# Samplers

## Defining a Sampler

In this section, we outline the requirements and guidelines for defining a belief Sampler.

### Interface

The Sampler interface only has one method: the functor. For example, if you wanted to implement your own Sampler, you could write something like this

struct MySampler <: Compressor
foo
bar
end

# functor definition
function (c::MySampler)(pomdp::POMDP)
# YOUR CODE HERE
return sampled_beliefs
end

## Implemented Sampler

CompressedBeliefMDPs provides the following generic belief samplers:

### Exploratory Belief Expansion

CompressedBeliefMDPs.BeliefExpansionSamplerType
BeliefExpansionSampler

Fast extension of exploratory belief expansion (Algorithm 21.13 in Algorithms for Decision Making) that uses $k$-d trees.

Fields

• updater::Updater: The updater used to update beliefs.
• metric::NearestNeighbors.MinkowskiMetric: The metric used to measure distances between beliefs.

It must be a Minkowski metric.

• n::Integer: The number of belief expansions to perform.

Constructors

BeliefExpansionSampler(pomdp::POMDP; updater::Updater=DiscreteUpdater(pomdp),
metric::NearestNeighbors.MinkowskiMetric=Euclidean(), n::Integer=3)

Methods

(s::BeliefExpansionSampler)(pomdp::POMDP)

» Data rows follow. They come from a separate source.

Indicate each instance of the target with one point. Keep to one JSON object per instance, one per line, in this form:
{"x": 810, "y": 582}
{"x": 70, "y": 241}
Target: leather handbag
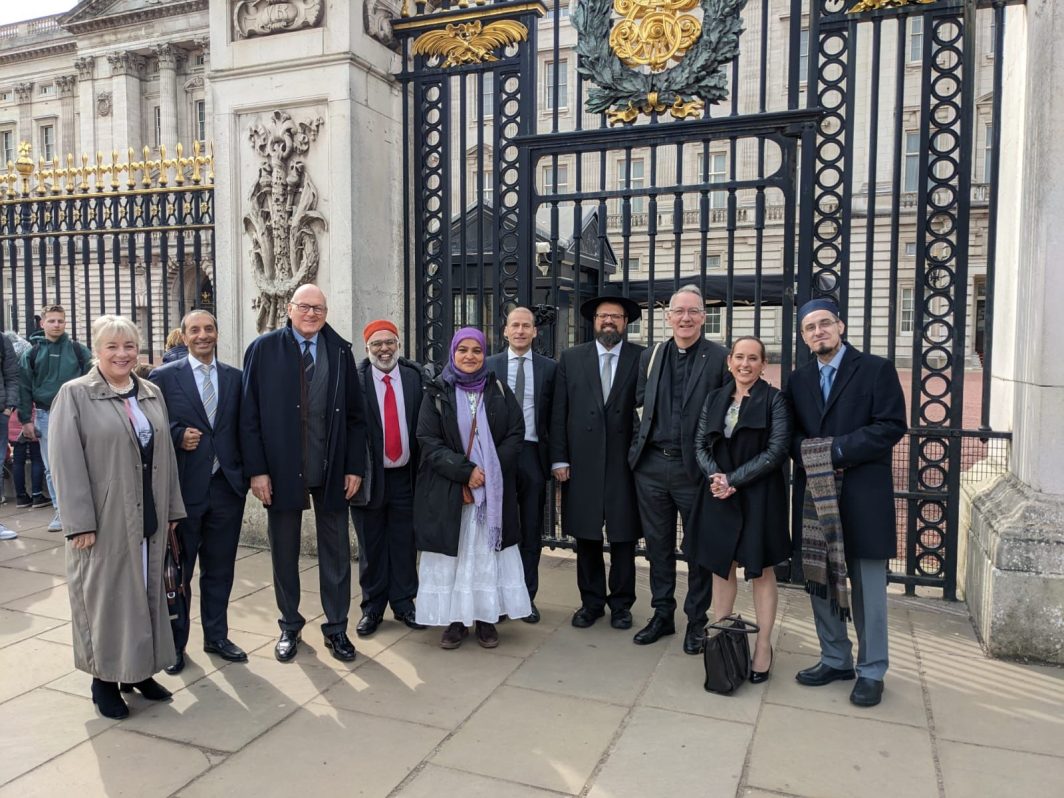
{"x": 727, "y": 653}
{"x": 466, "y": 491}
{"x": 172, "y": 582}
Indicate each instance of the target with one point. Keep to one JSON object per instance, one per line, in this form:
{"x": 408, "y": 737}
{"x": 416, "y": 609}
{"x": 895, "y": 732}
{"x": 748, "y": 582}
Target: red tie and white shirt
{"x": 389, "y": 401}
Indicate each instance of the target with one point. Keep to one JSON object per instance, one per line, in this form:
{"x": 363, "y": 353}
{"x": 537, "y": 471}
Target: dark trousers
{"x": 211, "y": 536}
{"x": 664, "y": 488}
{"x": 531, "y": 495}
{"x": 334, "y": 564}
{"x": 19, "y": 452}
{"x": 591, "y": 575}
{"x": 387, "y": 559}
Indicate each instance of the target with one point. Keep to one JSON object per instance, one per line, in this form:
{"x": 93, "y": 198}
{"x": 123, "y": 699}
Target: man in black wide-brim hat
{"x": 589, "y": 436}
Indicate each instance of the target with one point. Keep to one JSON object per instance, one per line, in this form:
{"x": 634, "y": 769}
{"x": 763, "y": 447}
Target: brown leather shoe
{"x": 453, "y": 635}
{"x": 486, "y": 635}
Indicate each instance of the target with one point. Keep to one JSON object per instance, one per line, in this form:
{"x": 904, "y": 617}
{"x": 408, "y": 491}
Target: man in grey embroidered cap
{"x": 849, "y": 413}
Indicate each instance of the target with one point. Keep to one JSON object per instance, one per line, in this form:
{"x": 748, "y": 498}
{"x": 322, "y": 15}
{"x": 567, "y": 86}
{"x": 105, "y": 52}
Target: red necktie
{"x": 393, "y": 439}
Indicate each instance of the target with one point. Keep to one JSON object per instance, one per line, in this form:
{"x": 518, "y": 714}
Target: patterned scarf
{"x": 823, "y": 554}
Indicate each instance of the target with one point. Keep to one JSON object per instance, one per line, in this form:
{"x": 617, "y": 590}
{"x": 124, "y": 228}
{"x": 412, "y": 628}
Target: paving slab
{"x": 18, "y": 626}
{"x": 809, "y": 753}
{"x": 672, "y": 753}
{"x": 115, "y": 763}
{"x": 51, "y": 602}
{"x": 22, "y": 546}
{"x": 550, "y": 741}
{"x": 30, "y": 664}
{"x": 600, "y": 663}
{"x": 329, "y": 750}
{"x": 433, "y": 782}
{"x": 15, "y": 583}
{"x": 422, "y": 684}
{"x": 42, "y": 725}
{"x": 970, "y": 770}
{"x": 228, "y": 709}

Creates an initial belief and performs exploratory belief expansion. Returns the unique belief states. Only works for POMDPs with discrete state, action, and observation spaces.

Example Usage

julia> pomdp = TigerPOMDP();
julia> sampler = BeliefExpansionSampler(pomdp; n=2);
julia> beliefs = sampler(pomdp)
Set{DiscreteBelief{TigerPOMDP, Bool}} with 4 elements:
DiscreteBelief{TigerPOMDP, Bool}(TigerPOMDP(-1.0, -100.0, 10.0, 0.85, 0.95), Bool[0, 1], [0.15000000000000002, 0.85])
DiscreteBelief{TigerPOMDP, Bool}(TigerPOMDP(-1.0, -100.0, 10.0, 0.85, 0.95), Bool[0, 1], [0.5, 0.5])
DiscreteBelief{TigerPOMDP, Bool}(TigerPOMDP(-1.0, -100.0, 10.0, 0.85, 0.95), Bool[0, 1], [0.85, 0.15000000000000002])
DiscreteBelief{TigerPOMDP, Bool}(TigerPOMDP(-1.0, -100.0, 10.0, 0.85, 0.95), Bool[0, 1], [0.9697986577181208, 0.030201342281879207])

### Policy Sampler

CompressedBeliefMDPs.PolicySamplerType
PolicySampler

Samples belief states by rolling out a Policy.

Fields

• policy::Policy: The policy used for decision making.
• updater::Updater: The updater used for updating beliefs.
• n::Integer: The maximum number of simulated steps.
• rng::AbstractRNG: The random number generator used for sampling.
• verbose::Bool: Whether to use a progress bar while sampling.

Constructors

PolicySampler(pomdp::POMDP; policy::Policy=RandomPolicy(pomdp),
updater::Updater=DiscreteUpdater(pomdp), n::Integer=10,
rng::AbstractRNG=Random.GLOBAL_RNG)

Methods

(s::PolicySampler)(pomdp::POMDP)

Returns a vector of unique belief states.

Example

julia> pomdp = TigerPOMDP();
julia> sampler = PolicySampler(pomdp; n=3);
julia> 2-element Vector{Any}:
DiscreteBelief{TigerPOMDP, Bool}(TigerPOMDP(-1.0, -100.0, 10.0, 0.85, 0.95), Bool[0, 1], [0.5, 0.5])
DiscreteBelief{TigerPOMDP, Bool}(TigerPOMDP(-1.0, -100.0, 10.0, 0.85, 0.95), Bool[0, 1], [0.15000000000000002, 0.85])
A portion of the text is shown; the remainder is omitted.